Written for the Black Magic issue of Snippets zine, originally published here.

Hallowe’en is approaching. My personal favourite among the winter festivals as it combines several of my favourite activities eating, dressing up in ridiculous costumes and watching scary movies. Doing all three at once is positively encouraged. However, whether your taste in films runs to classic monster movies or more recent stalk and slash efforts, television tends to provide us with the same tired old fodder we’ve all seen too many times. So here are five of the best alternative horror movies for Hallowe’en viewing and as a bonus none of them are in English or Japanese.

The Host (Gwoemul)

For those who like their horror of the Asian variety but have seen a few too many un-dead wraith girls with long lank hair lately, give this Korean monster movie a try. Part monster movie, part political satire (with a side of family drama) The Host manages to combine all the best elements of classic monster movies with some fabulous special effects courtesy of those talented folks at Weta Workshop.

Oh and the most courageous character in the entire film is a fourteen-year-old girl.

Eyes Without A Face (Les Yeux Sans Visage)

A French cult horror film, it is on the surface a mad scientist film, featuring as it does the obsessive Dr Génessier on a quest to repair his daughter’s mutilated face. His attempts to conduct a successful face transplant leave a trail of corpses behind him. The tension remains high throughout, with some scenes that could have escaped from a Hitchcock thriller. However, it’s the character of Christiane his daughter, a strange mixture of princess-in-the-tower and Frankenstein’s monster, that makes this film truly interesting, becoming arguably the earliest example of the ‘final girl’ horror trope.

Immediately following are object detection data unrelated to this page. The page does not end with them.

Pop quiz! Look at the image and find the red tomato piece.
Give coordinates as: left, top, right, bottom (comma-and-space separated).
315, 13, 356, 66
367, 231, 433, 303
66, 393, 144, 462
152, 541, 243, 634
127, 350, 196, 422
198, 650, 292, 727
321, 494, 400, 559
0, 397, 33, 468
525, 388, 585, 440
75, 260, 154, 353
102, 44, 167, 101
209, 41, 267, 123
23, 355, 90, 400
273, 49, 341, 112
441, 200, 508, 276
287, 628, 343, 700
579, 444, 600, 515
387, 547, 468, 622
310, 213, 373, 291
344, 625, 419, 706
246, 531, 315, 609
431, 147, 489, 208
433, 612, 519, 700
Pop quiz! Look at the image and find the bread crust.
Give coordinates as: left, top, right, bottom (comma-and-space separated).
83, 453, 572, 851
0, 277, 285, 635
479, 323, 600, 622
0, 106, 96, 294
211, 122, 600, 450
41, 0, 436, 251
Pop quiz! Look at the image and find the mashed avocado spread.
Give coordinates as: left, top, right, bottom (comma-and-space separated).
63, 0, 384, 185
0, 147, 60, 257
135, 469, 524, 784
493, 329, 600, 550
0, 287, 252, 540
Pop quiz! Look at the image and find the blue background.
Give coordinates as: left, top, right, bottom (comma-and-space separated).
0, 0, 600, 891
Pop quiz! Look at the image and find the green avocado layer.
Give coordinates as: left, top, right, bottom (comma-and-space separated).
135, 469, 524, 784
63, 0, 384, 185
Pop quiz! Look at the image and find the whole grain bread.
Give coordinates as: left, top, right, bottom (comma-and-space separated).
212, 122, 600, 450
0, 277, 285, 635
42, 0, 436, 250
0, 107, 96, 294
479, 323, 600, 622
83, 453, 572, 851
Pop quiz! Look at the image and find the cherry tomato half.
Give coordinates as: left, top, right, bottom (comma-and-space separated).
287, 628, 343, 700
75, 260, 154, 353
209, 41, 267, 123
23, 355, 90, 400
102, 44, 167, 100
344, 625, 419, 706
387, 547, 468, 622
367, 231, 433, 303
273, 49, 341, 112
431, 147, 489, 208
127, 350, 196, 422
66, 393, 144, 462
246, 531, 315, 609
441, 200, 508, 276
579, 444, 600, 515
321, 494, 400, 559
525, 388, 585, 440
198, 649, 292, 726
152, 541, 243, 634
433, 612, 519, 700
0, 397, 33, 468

Switchblade Romance (Haute Tension)

French cinema once again throws up a nice little subversion of popular horror tropes here, featuring as it does both a faceless, nameless psycho truck driver and a ‘final girl’ who is not entirely what she seems. The film was Alexandre Aja’s first, and best, foray into the horror genre, old fashioned gore, plenty of tension and an unexpected plot twist more than make up for any plot holes along the way.

Fair warning though, the INXS song ‘Never Tear Us Apart’ may never be quite the same.

Dead Snow (Død Snø)

It’s a Norwegian zombie film. Bear with me. Said zombies are also Nazi soldiers (members of the SS for that matter) from WW2. The tag line on its UK release was ‘Ein, Zwei, Die…” which pretty much tells you all you need to know. It’s a horror-comedy and it’s not ashamed.


Last but not least the oldest film of the lot, a classic in all senses. Nosferatu may be the classic of German Expressionist horror cinema but arriving at the tail end of the movement this film has arguably aged better. Fritz Lang’s first foray into sound cinema, M begins the long history of sound as a powerful psychological tool in the horror director’s arsenal. The killer’s signature – and sinister – whistling of ‘The Hall of the Mountain King’ is the first use of a leitmotif in cinema and looses none of its creepiness or impact even after nearly eighty years.